Application protocols that use datagrams MUST define how they react to the absence of the max_datagram_frame_size transport parameter. If datagram support is integral to the application, the application protocol can fail the handshake if the max_datagram_frame_size transport parameter is not present.

=> The proposed API must allow user code to decide whether the connection should be aborted when peer does not advertise Datagram support.

Note that while the max_datagram_frame_size transport parameter places a limit on the maximum size of DATAGRAM frames, that limit can be further reduced by the max_udp_payload_size transport parameter and the Maximum Transmission Unit (MTU) of the path between endpoints. DATAGRAM frames cannot be fragmented; therefore, application protocols need to handle cases where the maximum datagram size is limited by other factors.

MsQuic exposes the current maximum size of a Datagram payload which can be sent, but that size can potentially change over the lifetime of the connection as MTU changes (e.g. due to connection migration). Hence a size read from a simple getter is potentially immediately outdated.

QUIC implementations SHOULD present an API to applications to assign relative priorities to DATAGRAM frames with respect to each other and to QUIC streams.

MsQuic supports setting relative priority between QUIC Streams, but currently, DATAGRAM frames are always higher priority than QUIC Streams. System.Net.Quic currently does not expose API to set QuicStream priorities, but we may add it in the future.

If a sender detects that a packet containing a specific DATAGRAM frame might have been lost, the implementation MAY notify the application that it believes the datagram was lost.

Similarly, if a packet containing a DATAGRAM frame is acknowledged, the implementation MAY notify the sender application that the datagram was successfully transmitted and received. Due to reordering, this can include a DATAGRAM frame that was thought to be lost but, at a later point, was received and acknowledged.

Exposing this information is not necessary and not all implementations do it (currently, only MsQuic seems to support it). In the initial design we will not expose this information to the user.

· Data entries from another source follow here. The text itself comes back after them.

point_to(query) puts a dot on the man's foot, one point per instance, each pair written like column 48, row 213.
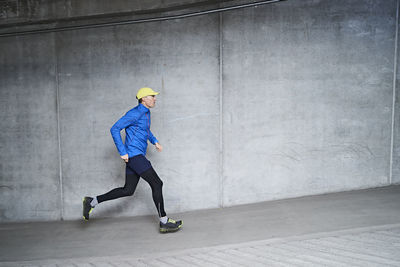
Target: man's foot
column 170, row 226
column 87, row 208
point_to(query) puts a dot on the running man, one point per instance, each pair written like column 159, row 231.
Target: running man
column 136, row 123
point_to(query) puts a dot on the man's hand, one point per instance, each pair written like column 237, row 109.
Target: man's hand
column 125, row 158
column 158, row 147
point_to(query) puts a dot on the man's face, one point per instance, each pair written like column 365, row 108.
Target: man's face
column 149, row 101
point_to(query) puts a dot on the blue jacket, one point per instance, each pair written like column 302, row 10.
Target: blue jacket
column 136, row 123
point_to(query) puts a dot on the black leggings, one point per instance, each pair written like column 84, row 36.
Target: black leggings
column 131, row 181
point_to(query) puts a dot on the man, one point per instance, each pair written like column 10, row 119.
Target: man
column 136, row 123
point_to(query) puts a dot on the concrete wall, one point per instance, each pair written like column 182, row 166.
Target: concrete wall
column 263, row 103
column 396, row 122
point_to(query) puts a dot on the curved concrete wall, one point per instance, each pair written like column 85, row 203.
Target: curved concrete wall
column 263, row 103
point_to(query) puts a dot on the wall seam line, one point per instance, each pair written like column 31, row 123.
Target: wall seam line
column 221, row 129
column 394, row 94
column 59, row 130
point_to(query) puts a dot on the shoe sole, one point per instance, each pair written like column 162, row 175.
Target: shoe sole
column 168, row 230
column 86, row 219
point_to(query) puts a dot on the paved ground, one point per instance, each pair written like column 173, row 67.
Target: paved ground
column 360, row 228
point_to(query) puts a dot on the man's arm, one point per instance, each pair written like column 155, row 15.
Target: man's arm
column 154, row 141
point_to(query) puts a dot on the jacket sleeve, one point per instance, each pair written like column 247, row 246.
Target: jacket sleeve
column 152, row 138
column 122, row 123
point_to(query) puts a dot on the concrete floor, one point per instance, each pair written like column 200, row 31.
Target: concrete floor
column 340, row 229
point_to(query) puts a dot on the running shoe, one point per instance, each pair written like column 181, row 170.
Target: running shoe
column 170, row 226
column 87, row 208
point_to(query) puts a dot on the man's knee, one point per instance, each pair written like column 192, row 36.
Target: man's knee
column 128, row 191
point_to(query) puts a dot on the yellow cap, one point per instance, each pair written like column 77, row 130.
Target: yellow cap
column 145, row 91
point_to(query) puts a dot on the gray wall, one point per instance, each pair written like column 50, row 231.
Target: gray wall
column 263, row 103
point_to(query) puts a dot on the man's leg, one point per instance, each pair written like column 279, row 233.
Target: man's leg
column 166, row 224
column 131, row 181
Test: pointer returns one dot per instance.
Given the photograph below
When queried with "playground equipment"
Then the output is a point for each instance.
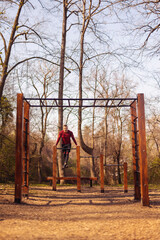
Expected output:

How other QUIC implementations expose API for datagrams

Library Receiving Sending Behavior when queue full Datagram state tracking
MsQuic event callback no internal buffering, event callback after send and other state changes N/A (up to user) yes
lsquic callback callback N/A (up to user) no
mvfst event callback? queueing datagrams buffer size and drop policy configurable no
cloudflare/quiche queueing datagrams queueing datagrams buffer size configurable no
google/quiche N/A N/A N/A N/A
aioquic event callback queueing datagrams no buffer configuration, no dropping no
Details for individual libraries

MsQuic

MsQuic

MsQuic is the only implementation which supports datagram frame tracking. State of the datagram is notified via event callback which returns the client context pointer and datagram state.

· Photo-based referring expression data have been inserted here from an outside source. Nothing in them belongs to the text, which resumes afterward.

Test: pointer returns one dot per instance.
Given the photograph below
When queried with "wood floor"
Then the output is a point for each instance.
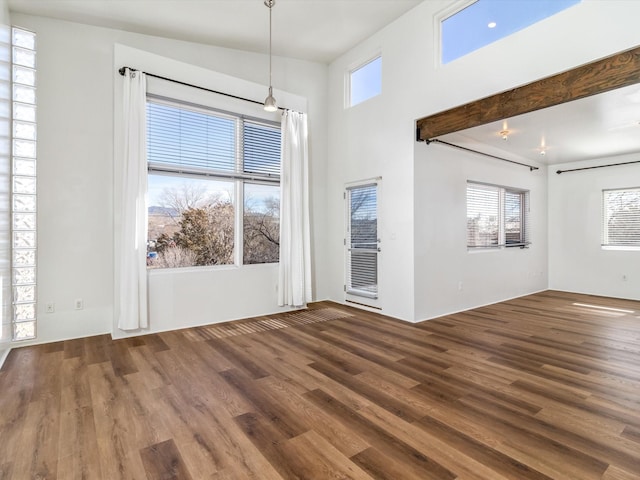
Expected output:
(544, 386)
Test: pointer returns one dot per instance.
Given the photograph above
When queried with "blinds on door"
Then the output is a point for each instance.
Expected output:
(363, 241)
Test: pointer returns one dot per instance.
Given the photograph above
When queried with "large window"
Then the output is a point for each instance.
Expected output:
(621, 218)
(497, 216)
(213, 187)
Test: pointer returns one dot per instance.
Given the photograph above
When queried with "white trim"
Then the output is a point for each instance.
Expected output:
(4, 355)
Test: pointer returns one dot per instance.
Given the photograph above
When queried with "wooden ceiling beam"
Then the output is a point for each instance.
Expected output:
(617, 71)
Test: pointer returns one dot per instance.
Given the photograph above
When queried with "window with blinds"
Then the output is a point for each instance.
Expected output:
(210, 172)
(362, 248)
(621, 218)
(497, 216)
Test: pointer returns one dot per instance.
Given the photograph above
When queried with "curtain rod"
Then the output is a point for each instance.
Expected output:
(122, 70)
(435, 140)
(597, 166)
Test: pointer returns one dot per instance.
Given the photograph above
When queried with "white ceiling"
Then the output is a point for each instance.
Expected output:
(599, 126)
(321, 30)
(317, 30)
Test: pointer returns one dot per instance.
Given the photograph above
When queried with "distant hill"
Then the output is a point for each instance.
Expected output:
(169, 212)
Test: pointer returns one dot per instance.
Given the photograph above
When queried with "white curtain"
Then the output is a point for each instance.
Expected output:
(133, 310)
(295, 257)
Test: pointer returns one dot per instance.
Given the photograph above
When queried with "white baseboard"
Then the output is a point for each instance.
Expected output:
(3, 355)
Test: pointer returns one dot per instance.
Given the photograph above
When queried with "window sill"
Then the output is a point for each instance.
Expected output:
(623, 248)
(208, 268)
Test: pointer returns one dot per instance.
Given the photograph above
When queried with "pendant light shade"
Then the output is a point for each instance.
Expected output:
(270, 104)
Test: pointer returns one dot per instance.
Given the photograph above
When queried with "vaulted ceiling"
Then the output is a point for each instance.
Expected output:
(317, 30)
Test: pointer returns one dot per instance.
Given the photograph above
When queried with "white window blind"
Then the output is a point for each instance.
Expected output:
(621, 218)
(203, 141)
(213, 186)
(496, 216)
(363, 241)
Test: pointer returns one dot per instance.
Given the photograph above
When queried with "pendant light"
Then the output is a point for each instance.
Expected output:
(270, 102)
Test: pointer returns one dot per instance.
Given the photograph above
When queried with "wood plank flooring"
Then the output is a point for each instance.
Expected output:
(546, 386)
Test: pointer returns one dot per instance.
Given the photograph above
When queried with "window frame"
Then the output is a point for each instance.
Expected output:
(502, 242)
(238, 176)
(349, 80)
(604, 231)
(461, 5)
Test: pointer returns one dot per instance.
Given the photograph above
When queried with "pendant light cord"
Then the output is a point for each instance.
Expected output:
(270, 28)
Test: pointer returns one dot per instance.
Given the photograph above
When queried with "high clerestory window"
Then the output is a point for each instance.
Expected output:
(483, 22)
(365, 81)
(213, 187)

MsQuic notifies of following state changes for sent Datagrams:

typedef enum QUIC_DATAGRAM_SEND_STATE {
    QUIC_DATAGRAM_SEND_UNKNOWN,                         // Not yet sent.
    QUIC_DATAGRAM_SEND_SENT,                            // Sent and awaiting acknowledegment
    QUIC_DATAGRAM_SEND_LOST_SUSPECT,                    // Suspected as lost, but still tracked
    QUIC_DATAGRAM_SEND_LOST_DISCARDED,                  // Lost and not longer being tracked
    QUIC_DATAGRAM_SEND_ACKNOWLEDGED,                    // Acknowledged
    QUIC_DATAGRAM_SEND_ACKNOWLEDGED_SPURIOUS,           // Acknowledged after being suspected lost
    QUIC_DATAGRAM_SEND_CANCELED,                        // Canceled before send
} QUIC_DATAGRAM_SEND_STATE;

lsquic

lsquic requires on_datagram(lsquic_conn_t*, const void* buf, size_t) callback. For writing, user supply on_dg_write(conn, buf, sz) callback and write directly to the buffer.

No datagram tracking.

mvfst

mvfst has config which specifies how many datagrams are buffered (separately send/receive) and whether to drop the oldest or newest datagrams when the buffer is full.

struct DatagramConfig {
  bool enabled{false};
  bool framePerPacket{true};
  bool recvDropOldDataFirst{false};
  bool sendDropOldDataFirst{false};
  uint32_t readBufSize{kDefaultMaxDatagramsBuffered};
  uint32_t writeBufSize{kDefaultMaxDatagramsBuffered};
};

Receiving itself is again done via callback (onDatagramsAvailable), and sending is via queueing datagrams (writeDatagram).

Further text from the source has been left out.